What's that you say? Both Portal and Portal 2 had time limits in their endgame puzzles? Yes, but they had really good checkpointing. If the neurotoxin killed you, you restarted that stage of the endgame, working on the same task as before.
When you die in the Talos endgame (and you will), you start it all over. There are five stages; I must have repeated that first stage six times. Why the hell is that a good idea? I already solved it! Five times! Let me work on the puzzle that I'm stuck on!
Did you have any play-testers? Did they say "Oh, well, solving the same puzzle over and over is the best part of your game"? Or had you already destroyed their will to live with tetrominoes? What's frustrating is that if there had been checkpoints, the time limit wouldn't have bugged me; and if there had been no time limit, the lack of checkpoints wouldn't have bugged me. (Much.)
I got through it eventually. (After giving up, going to bed, and re-launching the game the next day. Not eagerly; with fear and trepidation and grumpiness.) I got the good ending (or as good as it gets without obsessively walk-through-ing the bonus stars, which I don't intend to do).
...I haven't discussed the script or the narrative, and I should, because they're solid. Talos uses the "trawl historical databases about the end of civilization" story model, well-known from games such as (sorry) Portal. Then, slowly, a more interactive element intrudes.

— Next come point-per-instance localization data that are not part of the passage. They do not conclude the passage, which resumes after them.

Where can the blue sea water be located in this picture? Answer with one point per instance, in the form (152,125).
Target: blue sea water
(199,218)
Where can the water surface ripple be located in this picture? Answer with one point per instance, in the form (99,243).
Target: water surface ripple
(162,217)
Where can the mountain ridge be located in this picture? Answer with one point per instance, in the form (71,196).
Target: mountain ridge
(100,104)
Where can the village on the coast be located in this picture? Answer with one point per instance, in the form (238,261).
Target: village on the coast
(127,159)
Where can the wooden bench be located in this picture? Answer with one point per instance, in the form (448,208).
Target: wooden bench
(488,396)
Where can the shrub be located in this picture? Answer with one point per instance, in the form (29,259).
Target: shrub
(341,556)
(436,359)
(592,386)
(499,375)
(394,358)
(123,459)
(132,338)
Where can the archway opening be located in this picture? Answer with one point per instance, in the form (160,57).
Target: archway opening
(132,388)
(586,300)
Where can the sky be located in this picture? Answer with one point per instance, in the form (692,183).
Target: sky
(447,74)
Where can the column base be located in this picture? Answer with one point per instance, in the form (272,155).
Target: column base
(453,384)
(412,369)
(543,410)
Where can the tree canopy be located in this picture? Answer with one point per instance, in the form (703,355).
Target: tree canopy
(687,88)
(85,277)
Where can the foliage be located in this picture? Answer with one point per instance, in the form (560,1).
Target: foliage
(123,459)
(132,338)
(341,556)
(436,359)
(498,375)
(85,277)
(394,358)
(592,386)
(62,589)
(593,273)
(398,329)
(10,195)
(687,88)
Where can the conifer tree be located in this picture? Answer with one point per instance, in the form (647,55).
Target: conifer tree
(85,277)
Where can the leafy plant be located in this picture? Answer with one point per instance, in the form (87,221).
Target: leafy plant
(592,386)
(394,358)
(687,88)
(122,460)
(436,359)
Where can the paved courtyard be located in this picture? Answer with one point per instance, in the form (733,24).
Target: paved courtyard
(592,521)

This isn't the usual sort of "I am an NPC, you are a PC, let's have a conversation that moves the story along" thing. I mean -- it is, but the format is -- okay, this is going to sound silly -- the format is a sophomore late-night stoned philosophy bull session.
Let me back up. The concern of Talos is free will and moral agency. The interactive dialogue is an interrogation of your ideas on those topics. It asks you questions and then (in the manner of all sophomore stoned philosophy sessions) tries to undermine your answers with thought experiments and more questions.
Of course (and ironically) the machinery behind this is a bog-standard menu-choice dialogue tree. (With some state.) But it carries off the illusion surprisingly well, just by tracking your answers and reflecting them back at you. It's a sneaky trickster character, so its voice shifts occasionally, which keeps it feeling fresh. And since any sophomore argument about free will and morality can be summed up in one line, and demolished in another line, the dialogue-tree format actually fits really well.
I don't think it's revolutionary IF technique. It wouldn't apply to most games. But it's a nice marriage of theme to a familiar form.
So that's what I've got. I recommend The Talos Principle -- with reservations. No, I haven't talked about the good puzzle design; there's plenty of good in there. You'll enjoy the game. You just have to get through a lot of frustrating moments as well.